La tercera constante en su obra pictórica es el espeso arbolado, en contraluz, de cuyo entorno emana una vaporosa niebla. El silencio domina todos los ámbitos. Esta es la cualidad que contribuye a dar permanencia a este paisaje, sin embargo fresco. Y la forma como se trasluce eso que Vila Cinca, el pintor y pedagogo sabadellense, llama el temblor del alma: un soplo espiritual que anima misteriosamente los paisajes de Garralda, bajo su aparente lustre exterior.

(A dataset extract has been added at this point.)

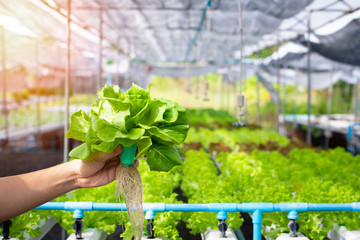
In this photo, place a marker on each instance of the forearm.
(24, 192)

Se puede decir que Garralda es un pintor botánico. Desde los sauces del Fluviá a los hayedos de La Garrotxa, de los robledales navarros a los abetos pirinaicos, las copas de la fronda son atravesadas por los rayos solares. Bajo su protección, el pintor «planta» su caballete y empieza y concluye sus cuadros en plena naturaleza. «Tengo el taller -ha dicho- sólo para quitarles a las telas los mosquitos». Su técnica lo facilita, ya que usa una pincelada pastosa que logra fundir la espontánea impresión del momento con la reflexiva acción del pintar.
Cuando volvemos las tapas del libro, nos queda una sensación de paz terapéutica. Nos decimos: «éste es el mundo que pasa sin apenas poderlo percibir». Comprendemos que la belleza, aún siendo perenne, no es unitaria: «hay muchas bellezas, pero hay que saberlas ver en derredor». Hasta tal punto es estimulante este libro y, por supuesto, el paisaje trasladado a lienzo con la intensidad y amor con que lo pinta Elías Garralda.
Estamos ante un pintor que ha sabido reflejar con sencillez y elocuencia ese mundo al que Rafael Manzano se refiere con los calificativos de «incontaminado y rural».